For enterprises running mixed IT environments, the question becomes whether the SAP-Dremio combination offers enough flexibility to serve as a central data layer or whether it will primarily function as an enhancement to the SAP ecosystem. The answer likely depends on how deeply SAP integrates Dremio's query federation with non-SAP systems and whether the company opens the platform to third-party AI tools beyond Joule.
What This Means for Decision-Makers
For CIOs and CTOs evaluating enterprise AI strategies, the SAP Dremio acquisition signals that SAP is now competing in the AI data layer in addition to the application layer. Organizations heavily invested in SAP should evaluate whether the unified data fabric reduces their reliance on separate data platforms like Snowflake or Databricks, potentially lowering total cost of ownership.
For SAP customers already using Joule, the Dremio integration should expand the copilot's ability to answer questions and trigger actions based on data that sits outside SAP's transactional systems. A financial analyst using Joule could query revenue data from SAP alongside market data from a cloud data lake through a single interface.
The acquisition also has implications for enterprises building custom AI agents. By providing a unified data access layer, SAP reduces one of the hardest engineering challenges in agentic AI: connecting agents to the right data at the right time with low latency.
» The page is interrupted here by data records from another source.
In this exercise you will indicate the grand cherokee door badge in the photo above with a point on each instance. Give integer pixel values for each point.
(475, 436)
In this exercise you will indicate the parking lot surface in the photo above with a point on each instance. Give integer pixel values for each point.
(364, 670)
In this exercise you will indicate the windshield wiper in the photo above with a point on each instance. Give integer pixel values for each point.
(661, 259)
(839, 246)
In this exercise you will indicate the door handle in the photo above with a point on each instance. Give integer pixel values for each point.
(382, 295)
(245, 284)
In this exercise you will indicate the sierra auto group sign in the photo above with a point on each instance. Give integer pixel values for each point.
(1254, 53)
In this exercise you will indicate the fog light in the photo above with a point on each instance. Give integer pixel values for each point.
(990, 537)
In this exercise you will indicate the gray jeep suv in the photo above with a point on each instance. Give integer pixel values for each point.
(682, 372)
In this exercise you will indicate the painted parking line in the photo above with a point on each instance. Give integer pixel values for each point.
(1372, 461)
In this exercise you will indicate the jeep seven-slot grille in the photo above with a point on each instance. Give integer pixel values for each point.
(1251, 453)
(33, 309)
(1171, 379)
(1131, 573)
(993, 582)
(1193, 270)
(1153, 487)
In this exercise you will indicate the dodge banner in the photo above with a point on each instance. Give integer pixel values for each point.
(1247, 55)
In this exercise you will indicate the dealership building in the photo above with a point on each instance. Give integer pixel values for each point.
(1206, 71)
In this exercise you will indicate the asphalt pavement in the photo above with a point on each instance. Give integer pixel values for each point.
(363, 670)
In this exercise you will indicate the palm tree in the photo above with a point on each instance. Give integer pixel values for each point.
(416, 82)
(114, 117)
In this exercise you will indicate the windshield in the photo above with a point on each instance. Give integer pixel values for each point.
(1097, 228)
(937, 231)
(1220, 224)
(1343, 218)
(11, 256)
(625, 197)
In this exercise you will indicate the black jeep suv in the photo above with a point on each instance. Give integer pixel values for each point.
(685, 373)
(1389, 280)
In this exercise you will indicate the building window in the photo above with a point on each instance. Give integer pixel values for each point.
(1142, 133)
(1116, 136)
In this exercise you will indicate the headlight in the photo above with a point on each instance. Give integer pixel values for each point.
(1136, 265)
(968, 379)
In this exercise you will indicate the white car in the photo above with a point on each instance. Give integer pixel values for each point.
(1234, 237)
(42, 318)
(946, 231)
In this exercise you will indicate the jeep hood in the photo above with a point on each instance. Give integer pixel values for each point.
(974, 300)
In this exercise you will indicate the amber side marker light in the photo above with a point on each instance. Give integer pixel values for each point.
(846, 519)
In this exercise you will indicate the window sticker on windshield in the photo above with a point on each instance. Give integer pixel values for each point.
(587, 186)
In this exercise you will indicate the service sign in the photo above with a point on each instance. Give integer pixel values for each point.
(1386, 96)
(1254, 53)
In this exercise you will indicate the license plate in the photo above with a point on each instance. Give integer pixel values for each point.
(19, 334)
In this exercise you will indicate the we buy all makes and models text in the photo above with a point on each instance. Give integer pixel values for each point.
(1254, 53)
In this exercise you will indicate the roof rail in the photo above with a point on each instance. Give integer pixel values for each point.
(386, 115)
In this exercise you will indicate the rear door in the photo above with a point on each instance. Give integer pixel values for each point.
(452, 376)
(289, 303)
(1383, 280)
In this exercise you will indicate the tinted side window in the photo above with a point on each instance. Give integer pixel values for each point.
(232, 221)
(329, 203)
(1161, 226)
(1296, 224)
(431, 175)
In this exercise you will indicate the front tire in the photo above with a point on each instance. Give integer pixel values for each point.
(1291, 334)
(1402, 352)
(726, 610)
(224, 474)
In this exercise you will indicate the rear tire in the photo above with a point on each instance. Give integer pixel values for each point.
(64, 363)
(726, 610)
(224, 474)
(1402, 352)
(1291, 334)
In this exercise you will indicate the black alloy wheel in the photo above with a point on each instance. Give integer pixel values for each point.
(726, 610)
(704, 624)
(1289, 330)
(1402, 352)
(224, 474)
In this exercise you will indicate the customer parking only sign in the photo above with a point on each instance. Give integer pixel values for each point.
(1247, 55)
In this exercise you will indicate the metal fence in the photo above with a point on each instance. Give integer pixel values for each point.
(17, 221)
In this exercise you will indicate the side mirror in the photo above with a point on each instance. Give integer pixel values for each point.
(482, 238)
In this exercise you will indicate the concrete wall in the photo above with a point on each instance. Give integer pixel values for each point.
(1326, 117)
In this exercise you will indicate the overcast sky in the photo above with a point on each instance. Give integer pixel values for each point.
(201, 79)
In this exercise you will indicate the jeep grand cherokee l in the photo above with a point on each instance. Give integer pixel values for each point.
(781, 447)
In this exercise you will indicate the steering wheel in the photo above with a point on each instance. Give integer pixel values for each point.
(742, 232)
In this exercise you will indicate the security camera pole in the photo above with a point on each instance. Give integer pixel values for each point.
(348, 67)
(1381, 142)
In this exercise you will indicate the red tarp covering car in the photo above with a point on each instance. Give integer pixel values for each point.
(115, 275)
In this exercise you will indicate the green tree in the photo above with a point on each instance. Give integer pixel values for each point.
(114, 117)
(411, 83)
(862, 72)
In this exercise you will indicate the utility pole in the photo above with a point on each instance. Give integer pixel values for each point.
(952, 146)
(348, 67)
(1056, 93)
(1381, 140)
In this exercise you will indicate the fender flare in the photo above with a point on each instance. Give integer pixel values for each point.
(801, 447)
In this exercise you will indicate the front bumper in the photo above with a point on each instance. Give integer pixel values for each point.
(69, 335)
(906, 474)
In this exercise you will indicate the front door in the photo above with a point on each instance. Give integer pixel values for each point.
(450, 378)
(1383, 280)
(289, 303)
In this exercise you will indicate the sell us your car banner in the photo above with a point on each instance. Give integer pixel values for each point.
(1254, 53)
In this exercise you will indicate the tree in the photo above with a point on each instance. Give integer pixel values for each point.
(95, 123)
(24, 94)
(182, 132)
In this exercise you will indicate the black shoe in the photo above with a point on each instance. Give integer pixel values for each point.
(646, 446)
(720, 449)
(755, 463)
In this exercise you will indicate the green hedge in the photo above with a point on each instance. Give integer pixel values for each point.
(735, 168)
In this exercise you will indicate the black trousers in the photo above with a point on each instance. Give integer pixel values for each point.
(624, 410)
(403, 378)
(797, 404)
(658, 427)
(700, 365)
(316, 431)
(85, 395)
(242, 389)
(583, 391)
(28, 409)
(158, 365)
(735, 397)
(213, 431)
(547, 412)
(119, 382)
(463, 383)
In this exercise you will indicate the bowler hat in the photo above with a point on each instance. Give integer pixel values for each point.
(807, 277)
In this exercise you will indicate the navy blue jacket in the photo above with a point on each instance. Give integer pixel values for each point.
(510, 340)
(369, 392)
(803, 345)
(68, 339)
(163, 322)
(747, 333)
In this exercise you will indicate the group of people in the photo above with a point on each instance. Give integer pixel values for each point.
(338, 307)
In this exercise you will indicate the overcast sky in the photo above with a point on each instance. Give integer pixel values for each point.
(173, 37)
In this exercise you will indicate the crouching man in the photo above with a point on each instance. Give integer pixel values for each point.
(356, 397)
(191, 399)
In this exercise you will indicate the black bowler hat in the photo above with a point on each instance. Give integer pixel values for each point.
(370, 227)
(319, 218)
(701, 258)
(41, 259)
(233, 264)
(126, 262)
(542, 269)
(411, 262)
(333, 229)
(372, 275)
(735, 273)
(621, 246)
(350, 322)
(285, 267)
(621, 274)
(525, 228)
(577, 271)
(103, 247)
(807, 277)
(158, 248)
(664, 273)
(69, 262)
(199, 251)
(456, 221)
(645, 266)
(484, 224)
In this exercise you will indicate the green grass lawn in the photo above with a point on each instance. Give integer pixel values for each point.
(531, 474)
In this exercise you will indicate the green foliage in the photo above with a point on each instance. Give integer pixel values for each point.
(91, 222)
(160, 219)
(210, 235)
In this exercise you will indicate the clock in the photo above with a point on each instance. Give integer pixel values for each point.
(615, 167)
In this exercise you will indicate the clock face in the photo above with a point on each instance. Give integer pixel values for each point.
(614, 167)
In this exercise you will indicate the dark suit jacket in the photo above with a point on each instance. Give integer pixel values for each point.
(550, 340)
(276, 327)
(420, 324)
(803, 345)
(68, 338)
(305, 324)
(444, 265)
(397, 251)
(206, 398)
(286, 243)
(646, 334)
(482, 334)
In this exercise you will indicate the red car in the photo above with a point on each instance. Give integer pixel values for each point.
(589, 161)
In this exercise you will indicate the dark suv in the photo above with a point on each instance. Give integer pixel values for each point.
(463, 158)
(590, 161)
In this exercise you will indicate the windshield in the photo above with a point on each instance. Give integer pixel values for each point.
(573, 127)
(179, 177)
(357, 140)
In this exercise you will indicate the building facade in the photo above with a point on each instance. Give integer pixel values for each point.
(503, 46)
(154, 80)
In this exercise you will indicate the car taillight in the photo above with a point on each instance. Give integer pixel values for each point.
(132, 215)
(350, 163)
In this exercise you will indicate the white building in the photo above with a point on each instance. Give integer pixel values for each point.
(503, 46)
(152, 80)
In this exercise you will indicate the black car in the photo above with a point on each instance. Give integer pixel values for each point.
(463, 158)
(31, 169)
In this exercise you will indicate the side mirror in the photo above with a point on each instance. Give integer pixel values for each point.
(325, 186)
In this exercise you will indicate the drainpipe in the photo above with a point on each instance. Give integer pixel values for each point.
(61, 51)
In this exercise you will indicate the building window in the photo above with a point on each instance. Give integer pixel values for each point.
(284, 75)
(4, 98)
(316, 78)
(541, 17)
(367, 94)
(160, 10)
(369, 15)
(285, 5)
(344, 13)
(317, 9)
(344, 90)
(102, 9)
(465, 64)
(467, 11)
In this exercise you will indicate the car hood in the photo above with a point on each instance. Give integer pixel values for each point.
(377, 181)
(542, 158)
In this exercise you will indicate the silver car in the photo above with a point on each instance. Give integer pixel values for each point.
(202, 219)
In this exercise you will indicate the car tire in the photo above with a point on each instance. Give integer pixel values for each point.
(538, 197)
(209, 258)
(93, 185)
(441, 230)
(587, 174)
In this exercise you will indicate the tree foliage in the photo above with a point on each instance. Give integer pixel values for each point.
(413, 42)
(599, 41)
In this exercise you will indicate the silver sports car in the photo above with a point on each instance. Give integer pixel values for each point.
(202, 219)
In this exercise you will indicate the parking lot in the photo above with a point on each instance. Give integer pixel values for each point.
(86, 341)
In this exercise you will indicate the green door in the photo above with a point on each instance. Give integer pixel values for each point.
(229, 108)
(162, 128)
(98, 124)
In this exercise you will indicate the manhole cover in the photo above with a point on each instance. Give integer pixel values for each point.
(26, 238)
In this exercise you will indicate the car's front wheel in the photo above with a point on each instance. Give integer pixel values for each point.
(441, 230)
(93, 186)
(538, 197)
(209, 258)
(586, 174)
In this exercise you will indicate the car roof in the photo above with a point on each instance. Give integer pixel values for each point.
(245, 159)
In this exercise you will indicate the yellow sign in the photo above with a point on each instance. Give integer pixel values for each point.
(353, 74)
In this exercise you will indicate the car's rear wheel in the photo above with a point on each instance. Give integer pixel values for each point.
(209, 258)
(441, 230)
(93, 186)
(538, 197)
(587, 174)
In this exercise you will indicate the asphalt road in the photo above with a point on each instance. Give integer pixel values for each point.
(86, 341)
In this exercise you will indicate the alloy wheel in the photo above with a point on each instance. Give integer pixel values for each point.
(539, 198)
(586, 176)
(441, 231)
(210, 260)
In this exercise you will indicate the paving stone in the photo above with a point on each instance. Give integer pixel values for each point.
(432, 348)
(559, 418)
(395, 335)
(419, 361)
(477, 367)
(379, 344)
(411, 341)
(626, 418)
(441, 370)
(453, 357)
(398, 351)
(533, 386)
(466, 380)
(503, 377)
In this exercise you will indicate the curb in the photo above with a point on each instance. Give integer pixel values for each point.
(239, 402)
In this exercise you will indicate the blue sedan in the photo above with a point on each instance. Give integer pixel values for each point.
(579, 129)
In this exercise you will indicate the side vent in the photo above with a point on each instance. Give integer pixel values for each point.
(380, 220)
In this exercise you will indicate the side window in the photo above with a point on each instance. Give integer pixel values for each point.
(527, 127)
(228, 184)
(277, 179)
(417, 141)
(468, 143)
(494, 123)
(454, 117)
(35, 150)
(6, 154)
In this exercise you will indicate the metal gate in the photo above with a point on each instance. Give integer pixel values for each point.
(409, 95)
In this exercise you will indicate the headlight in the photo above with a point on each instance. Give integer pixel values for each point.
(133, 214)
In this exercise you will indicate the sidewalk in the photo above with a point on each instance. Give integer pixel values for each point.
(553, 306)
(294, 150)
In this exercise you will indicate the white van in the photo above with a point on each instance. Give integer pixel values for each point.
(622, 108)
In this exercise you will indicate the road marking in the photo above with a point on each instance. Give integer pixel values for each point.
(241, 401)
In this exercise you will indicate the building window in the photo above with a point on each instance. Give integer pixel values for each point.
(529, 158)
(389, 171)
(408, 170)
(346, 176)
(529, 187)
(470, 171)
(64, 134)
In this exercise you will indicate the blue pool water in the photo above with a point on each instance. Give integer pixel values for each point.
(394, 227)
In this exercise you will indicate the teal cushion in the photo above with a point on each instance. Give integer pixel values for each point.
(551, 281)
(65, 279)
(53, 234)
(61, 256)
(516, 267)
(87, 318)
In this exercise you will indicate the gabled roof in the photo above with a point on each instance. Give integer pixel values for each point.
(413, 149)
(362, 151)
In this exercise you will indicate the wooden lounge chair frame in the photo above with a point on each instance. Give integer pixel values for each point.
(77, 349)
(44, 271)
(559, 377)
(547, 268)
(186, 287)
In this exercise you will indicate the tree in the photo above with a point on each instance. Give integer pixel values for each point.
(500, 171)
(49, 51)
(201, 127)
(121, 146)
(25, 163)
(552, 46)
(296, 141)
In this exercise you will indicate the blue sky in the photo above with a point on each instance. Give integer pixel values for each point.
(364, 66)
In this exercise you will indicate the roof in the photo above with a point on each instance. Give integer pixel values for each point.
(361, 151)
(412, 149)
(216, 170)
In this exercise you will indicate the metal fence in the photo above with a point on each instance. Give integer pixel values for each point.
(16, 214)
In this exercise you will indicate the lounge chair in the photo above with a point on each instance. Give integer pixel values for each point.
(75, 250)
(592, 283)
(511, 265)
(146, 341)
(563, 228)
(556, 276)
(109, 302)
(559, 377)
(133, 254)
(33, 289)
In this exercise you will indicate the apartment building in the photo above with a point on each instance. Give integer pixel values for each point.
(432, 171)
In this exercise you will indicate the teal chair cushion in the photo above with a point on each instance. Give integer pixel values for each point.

Companies building AI workflows on SAP infrastructure will find the integration path shorter than stitching together multiple data platforms on their own.
On the competitive side, the deal puts pressure on Databricks and Snowflake to demonstrate clear advantages over SAP's data fabric for organizations that are already SAP customers. Both companies have strong standalone offerings, but they now face a competitor that controls both the application layer and the data layer for a significant portion of the enterprise market.
The SAP Dremio acquisition is expected to close integration planning in the coming quarters, with initial product capabilities rolling out before the end of 2026. For enterprises watching the data platform wars, this deal signals a shift: application vendors are no longer content to let standalone data platforms control the AI data layer.